Oosthoek Encyclopedie

Oosthoek's Uitgevers Mij. N.V (1916-1925)

Gepubliceerd op 24-06-2020

oefentherapie

betekenis & definitie

v., (ook: bewegingstherapie, heilgymnastiek), een revalidatiemethode die beoogt de bewegingsmogelijkheden te verbeteren van aangedane spieren en gewrichten wat betreft kracht, vaardigheid en uithoudingsvermogen; (ook) een methode ter verbetering van de lichaamshouding.

(e) De oefentherapie is aangewezen bij deformaties van het skelet, m.n. van de wervelkolom, afwijkingen aan de spieren en gewrichten, en afwijkingen die zich voordoen bij bepaalde organische aandoeningen zoals hartafwijkingen en ziekten van de ademhalingsorganen.

Men onderscheidt lokale en algemene oefentherapie.
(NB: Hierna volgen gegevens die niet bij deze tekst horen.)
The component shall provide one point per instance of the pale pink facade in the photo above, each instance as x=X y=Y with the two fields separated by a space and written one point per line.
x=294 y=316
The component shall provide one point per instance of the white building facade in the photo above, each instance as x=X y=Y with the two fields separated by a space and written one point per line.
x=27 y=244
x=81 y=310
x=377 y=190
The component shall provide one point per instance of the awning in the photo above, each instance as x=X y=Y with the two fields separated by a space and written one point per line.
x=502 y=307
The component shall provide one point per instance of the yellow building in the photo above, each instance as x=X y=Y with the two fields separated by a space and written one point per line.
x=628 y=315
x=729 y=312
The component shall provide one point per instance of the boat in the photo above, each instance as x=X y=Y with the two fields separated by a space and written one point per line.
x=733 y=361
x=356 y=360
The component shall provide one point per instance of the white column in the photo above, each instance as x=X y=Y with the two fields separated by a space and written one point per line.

De oefeningen kunnen passief zijn, d.w.z. bewegingen worden uitgevoerd door een helper zonder inspanning van de patiënt zelf. Men kent ook half-actieve oefeningen, waarbij men, als er sprake is van zeer zwakke spieren, de invloed van de zwaartekracht en wrijving vermindert met behulp van ophangbanden, loopkat of oefenen in water. Bij weerstandsoefeningen worden de actieve bewegingen van de patiënt tegengewerkt, waardoor meer inspanning wordt vereist, hetgeen de kracht opvoert.

Er zijn vele bijzondere systemen van oefentherapie, zoals die van Mensendieck, Bobath en Kabat. Verdere namen zijn nog Cesar, Klapp, Bugnet, Janda. Mensendieck en Cesar maakten speciale studie van de houding bij de gezonde mens. Ook sport en spel worden gebruikt. Behalve invloed op de getroffen organen heeft de oefentherapie ook een algemene werking op hart en bloedcirculatie, ademhaling en stofwisseling.

In Nederland valt de oefentherapie in de opleiding tot fysiotherapeut onder het studieonderdeel fysiotechniek. De naam heilgymnast-masseur bestaat tegenwoordig alleen nog voor die categorie die geen fysiotechniekdiploma bezitten. De fysiotechniek is nu geïntegreerd in de totale studie voor fysiotherapeut. Oefentherapie wordt in België bedreven door →kinesitherapeuten.